For Keane, representative democracy constitutes an advance over the participatory methods of the ancients, partly because of its greater practicality for complicated and geographically diverse societies, but also because voting encourages pluralism and tolerance. Elections remind citizens of their diversity: they wouldn’t, by definition, be necessary if everyone voted the same way.
By the same argument, when demagogues promise utopias in the name of “the people”, they’re invoking a dangerous fiction, positing a harmony that doesn’t and cannot exist. It’s in these sections that the book reveals itself most clearly as a product of the post-trump era, its thesis a response to the authoritarian populism swelling not just in the United States but across the world.

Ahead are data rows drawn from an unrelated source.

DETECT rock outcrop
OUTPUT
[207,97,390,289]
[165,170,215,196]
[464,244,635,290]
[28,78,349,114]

Keane reminds us democracy must not be taken for granted, noting that, despite the seemingly inexorable spread of parliamentarianism in the late 19th century, by 1941 fewer than a dozen electoral democracies remained. Yet the book’s justified hostility to Trumpism leads to a history curiously devoid of popular agency. Consider Keane’s description of how electoralism broadened from the 18th century onwards: “Eventually the working classes and women were acknowledged as worthy of the franchise. Some colonial peoples, such as in Senegal, were even blessed with the right to vote. And the formal abolition of slavery happened; in the United States, a bloody civil war marked off electoral from slave-based assembly democracy.”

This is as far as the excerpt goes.